2 Samuël 14:8-14 Statenvertaling (SV1750)

8. Toen zeide de koning tot deze vrouw: Ga naar uw huis, en ik zal voor u gebieden.

9. En de Thekoietische vrouw zeide tot den koning: Mijn heer koning, de ongerechtigheid zij op mij en op mijns vaders huis; de koning daarentegen, en zijn stoel, zij onschuldig.

10. En de koning zeide: Spreekt iemand tegen u, zo breng hem tot mij; en hij zal u voortaan niet meer aantasten.

11. En zij zeide: De koning gedenke toch aan den HEERE, uw God, dat de bloedwrekers niet te vele worden om te verderven, dat zij mijn zoon niet verdelgen. Toen zeide hij: Zo waarachtig als de HEERE leeft, indien er een van de haren uws zoons op de aarde zal vallen!
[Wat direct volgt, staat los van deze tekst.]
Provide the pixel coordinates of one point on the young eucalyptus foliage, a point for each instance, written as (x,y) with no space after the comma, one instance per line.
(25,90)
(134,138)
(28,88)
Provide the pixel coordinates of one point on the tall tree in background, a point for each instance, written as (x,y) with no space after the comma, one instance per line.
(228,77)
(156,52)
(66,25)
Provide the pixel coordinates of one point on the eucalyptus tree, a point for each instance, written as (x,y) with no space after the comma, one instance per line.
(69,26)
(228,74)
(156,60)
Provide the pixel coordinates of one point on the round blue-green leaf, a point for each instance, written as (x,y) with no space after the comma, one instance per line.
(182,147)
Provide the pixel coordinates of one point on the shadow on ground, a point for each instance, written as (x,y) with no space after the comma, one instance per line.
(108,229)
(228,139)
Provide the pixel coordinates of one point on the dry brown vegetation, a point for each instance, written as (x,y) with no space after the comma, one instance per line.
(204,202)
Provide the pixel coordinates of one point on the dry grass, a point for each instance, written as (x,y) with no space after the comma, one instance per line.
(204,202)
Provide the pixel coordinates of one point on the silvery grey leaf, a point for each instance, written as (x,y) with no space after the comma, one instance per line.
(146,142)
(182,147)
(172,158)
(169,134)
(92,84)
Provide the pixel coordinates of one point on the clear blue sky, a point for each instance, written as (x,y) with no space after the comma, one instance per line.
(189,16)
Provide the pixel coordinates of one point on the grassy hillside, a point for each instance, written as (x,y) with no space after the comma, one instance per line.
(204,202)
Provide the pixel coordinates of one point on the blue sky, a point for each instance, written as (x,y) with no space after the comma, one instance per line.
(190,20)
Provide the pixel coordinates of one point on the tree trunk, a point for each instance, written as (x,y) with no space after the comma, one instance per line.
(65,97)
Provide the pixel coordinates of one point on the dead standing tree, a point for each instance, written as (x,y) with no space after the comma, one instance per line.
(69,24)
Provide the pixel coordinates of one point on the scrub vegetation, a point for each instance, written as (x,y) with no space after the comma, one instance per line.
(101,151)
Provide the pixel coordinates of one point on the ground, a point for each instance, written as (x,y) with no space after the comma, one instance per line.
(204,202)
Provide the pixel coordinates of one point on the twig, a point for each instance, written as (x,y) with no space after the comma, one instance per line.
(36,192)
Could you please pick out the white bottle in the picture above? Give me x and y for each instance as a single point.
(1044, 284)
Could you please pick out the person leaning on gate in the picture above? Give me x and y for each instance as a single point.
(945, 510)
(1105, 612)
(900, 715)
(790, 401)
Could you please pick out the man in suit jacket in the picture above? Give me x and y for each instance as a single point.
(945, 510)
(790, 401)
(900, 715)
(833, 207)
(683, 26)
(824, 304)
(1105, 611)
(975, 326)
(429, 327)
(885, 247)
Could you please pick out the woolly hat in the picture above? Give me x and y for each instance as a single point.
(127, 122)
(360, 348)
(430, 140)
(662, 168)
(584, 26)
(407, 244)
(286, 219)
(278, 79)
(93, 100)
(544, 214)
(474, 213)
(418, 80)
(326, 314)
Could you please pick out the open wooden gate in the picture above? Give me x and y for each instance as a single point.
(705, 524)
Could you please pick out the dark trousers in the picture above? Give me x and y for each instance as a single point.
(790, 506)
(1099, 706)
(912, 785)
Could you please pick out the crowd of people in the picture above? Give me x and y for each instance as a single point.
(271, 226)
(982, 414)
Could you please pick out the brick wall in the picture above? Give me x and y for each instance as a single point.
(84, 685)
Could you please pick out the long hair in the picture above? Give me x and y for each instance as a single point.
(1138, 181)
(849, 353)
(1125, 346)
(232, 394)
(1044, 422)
12. Toen zeide deze vrouw: Laat toch uw dienstmaagd een woord tot mijn heer den koning spreken. En hij zeide: Spreek.

13. En de vrouw zeide: Waarom hebt gij dan alzulks tegen Gods volk gedaan? Want daaruit, dat de koning dit woord gesproken heeft, is hij als een schuldige, dewijl de koning zijn verstotene niet wederhaalt.

14. Want wij zullen den dood sterven, en wezen als water, dat, ter aarde uitgestort zijnde, niet verzameld wordt. God dan zal de ziel niet wegnemen, maar Hij zal gedachten denken, dat Hij den verstotene niet van Zich verstote.